Verdict: I actually like this option better than I do signing Arnott. He’d obviously cost less than Arnott and is more versatile. Like Arnott, he also boasts a big shot but is a much better skater than the big center.
Why: Before battling the injury bug and missing ¾ of the Blue Jackets games over the last two seasons, Huselius was one of the better offensive players for Columbus. He posted 56 points during the 2008-2009 season playing more minutes with Nash than any other Jackets F. Coincidentally that was also the last year Nash potted 40 goals. He is a capable playmaking forward and could help out offensively.
Why Not: The Rangers aren’t really looking for any more top-six options since acquiring Nash. Doan would be an exception because how he plays the game fits in so well within the Rangers philosophy. Huselius doesn’t fit the mold the average Ranger forward does. Huselius doesn’t block shots (just 36 in 189 games over the last four seasons) and he doesn’t play the body (40 hits over the same time frame).
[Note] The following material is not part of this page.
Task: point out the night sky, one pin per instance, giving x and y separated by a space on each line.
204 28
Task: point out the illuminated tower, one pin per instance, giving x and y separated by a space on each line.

Of course the fact he has played just 41 games over the last two seasons is a red flag too. Now he did miss the last 55 games of last year due to a groin injury and we know first-hand that is not a career-killer. Still, why take the risk?
Verdict: Pass. We don’t need a one-dimensional scoring forward and his playing style isn’t suited to play Ranger hockey in a checking role.
Why: He is a gritty, hard-working center who kills penalties (nearly 1 minute of SHTOI/Gm last year) and is a willing shot-blocker. He had 50 blocks a year ago and that would have ranked him 4th among Ranger F. At one point Langkow netted 20 goals or more in seven straight campaigns and while not that prolific any longer he is still more than capable of chipping in double-figures.
Langkow also boasted a Relative Corsi rating of 5.8 last season which was the top mark of the players mentioned here. Relative Corsi is an advanced metric and really it’s just a fancy way of saying that Langkow was more helpful in driving puck possession for his club than the others were.
Why Not: For a center he is not a good faceoff guy finishing well below 50% in each of the last four seasons he’s taken a minimum of 50 draws. He also suffered a neck injury that nearly ended his career in 2011. He did rebound to make more than 70 appearances last year so he should have something left even at 36 (in September).
Verdict: Of the options listed he might be the best. He may not be able to help offensively as much as Arnott but he plays the game the way the Rangers want to play and he is still able to get a team 10 – 15 goals. Considering we’re talking about filling a spot on the third-line it’s not about scoring a bunch of points; it’s about filling in anywhere in the lineup and producing, killing penalties and playing the right way. Langkow does all of that. It’s doubtful Langkow either expects or will demand more than a one year commitment or big money so he should fit the Rangers budget.